Yes, this is what the spec says, and what (reasonably newer) browsers do.

>However, since it is possible to put any unicode data into the text feild, 
>what should the browser do when the data it need to submit cannot be 
>convert to the charset of the form html.
>
>I observed/heard about the following behavior:
>1. prohibit the input, copy and paste of any characters which cannot be 
>convert to the charset- Netscape 4.x did that. So there are no way to put 
>Korean characters into ISO-8859-1 form. In this case, what you see is what 
>you submit.

This is most straightforward. Presumably, the CGI (or whatever) working
in iso-8859-1, and sending it anything else will get it confused.
This (plus 3 maybe) is probably what I would do.

>2. replace characters cannot be submit to '?' (N6.2 do that)

Not such a good idea; the user things she submitted actual
characters, but they didn't get across. Imagine ordering
something, and typing in your address, and being billed, but
never getting anything because the post office cannot route
a package to ?????.

>3. if there are ACCEPT_CHARSET specified in the HTML form , try to convert 
>to different charset. (HTML 4.x say something about this).
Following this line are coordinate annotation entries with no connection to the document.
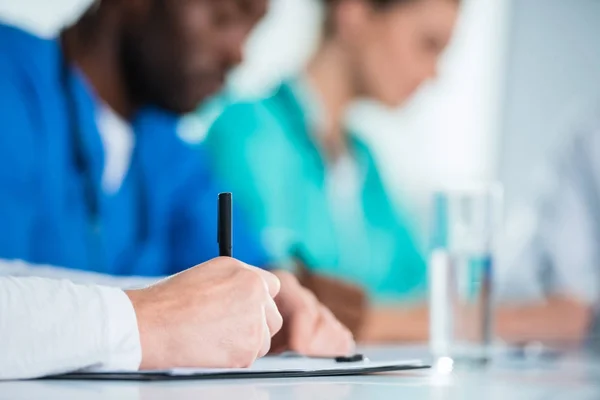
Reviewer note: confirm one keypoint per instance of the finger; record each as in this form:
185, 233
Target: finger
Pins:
301, 327
331, 337
266, 341
273, 317
272, 282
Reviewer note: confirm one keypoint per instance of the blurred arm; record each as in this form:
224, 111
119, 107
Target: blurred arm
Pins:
565, 253
51, 327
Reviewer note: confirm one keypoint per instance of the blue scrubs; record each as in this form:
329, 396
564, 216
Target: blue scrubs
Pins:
161, 221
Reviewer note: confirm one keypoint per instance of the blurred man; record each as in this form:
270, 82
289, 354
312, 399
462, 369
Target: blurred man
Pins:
94, 177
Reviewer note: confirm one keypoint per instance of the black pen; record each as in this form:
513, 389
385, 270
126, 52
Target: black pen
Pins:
224, 228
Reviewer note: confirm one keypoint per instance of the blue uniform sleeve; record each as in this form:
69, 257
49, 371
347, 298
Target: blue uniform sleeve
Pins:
18, 185
195, 229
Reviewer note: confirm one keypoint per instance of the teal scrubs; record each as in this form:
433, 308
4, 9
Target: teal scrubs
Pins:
265, 154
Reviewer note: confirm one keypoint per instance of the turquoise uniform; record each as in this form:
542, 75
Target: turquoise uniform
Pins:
265, 154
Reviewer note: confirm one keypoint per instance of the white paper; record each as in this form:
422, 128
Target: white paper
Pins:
286, 364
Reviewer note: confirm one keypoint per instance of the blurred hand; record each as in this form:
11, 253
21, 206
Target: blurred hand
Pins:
220, 314
309, 327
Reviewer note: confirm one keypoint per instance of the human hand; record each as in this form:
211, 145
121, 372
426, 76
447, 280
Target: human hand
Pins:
309, 327
220, 314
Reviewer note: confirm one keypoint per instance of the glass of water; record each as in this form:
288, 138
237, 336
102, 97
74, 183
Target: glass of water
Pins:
465, 227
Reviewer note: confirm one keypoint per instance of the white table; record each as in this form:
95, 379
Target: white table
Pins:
572, 377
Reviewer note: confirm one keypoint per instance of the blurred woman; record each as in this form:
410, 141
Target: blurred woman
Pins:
311, 185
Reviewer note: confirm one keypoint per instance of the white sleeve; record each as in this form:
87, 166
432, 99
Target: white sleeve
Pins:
50, 327
564, 254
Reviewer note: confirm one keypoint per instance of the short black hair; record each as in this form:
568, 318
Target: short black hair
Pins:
329, 4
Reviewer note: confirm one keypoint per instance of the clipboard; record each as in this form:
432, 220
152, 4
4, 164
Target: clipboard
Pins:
268, 367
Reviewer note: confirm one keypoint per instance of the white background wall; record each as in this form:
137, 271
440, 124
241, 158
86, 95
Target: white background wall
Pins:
449, 133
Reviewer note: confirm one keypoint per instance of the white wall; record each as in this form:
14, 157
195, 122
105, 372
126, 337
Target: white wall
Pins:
448, 134
44, 17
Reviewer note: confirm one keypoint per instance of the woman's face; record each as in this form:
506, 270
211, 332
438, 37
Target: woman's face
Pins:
395, 49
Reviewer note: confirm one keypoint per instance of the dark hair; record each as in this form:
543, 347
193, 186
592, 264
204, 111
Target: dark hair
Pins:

However, it 
>will be very bad if one value is in one charset and the other is in a 
>different one.

The original assumption for ACCEPT_CHARSET was that all browsers would
use it, so the server would always only see a single encoding. However,
uptake on ACCEPT_CHARSET was very slow; I actually don't know positively
about any browser where it is implemented. The only way I would suggest
it might be used now is:
- Only use it with a value of UTF-8.
- Only use it if you have server logic that allows to distinguish between
   UTF-8 and the encoding of the page.
On the browser side, implementing ACCEPT_CHARSET is not a bad idea,
because if the form is using it, you are okay to assume that the
server can deal with what it's asking for.

>4. try to convert to UTF-8 if that happen. Same issue as above, we don't 
>want to see one value in one charset and the other one in a different one.

Well, UTF-8 can be distinguished from other encodings quite easily,
but you have no guarantee that the server will be able to deal with
UTF-8, so it's better not to send UTF-8.

>5. convert it to the form charset, and for those character cannot be 
>converted, conver it to NCR &#12345; and then % escaped (the IE6 on my 
>WinXP do that)

So that would be %26%2312345%3B, or something else? How do you know that
the server is able to deal with this?

Regards,    Martin.

Received on Tuesday, 19 February 2002 19:02:22 UTC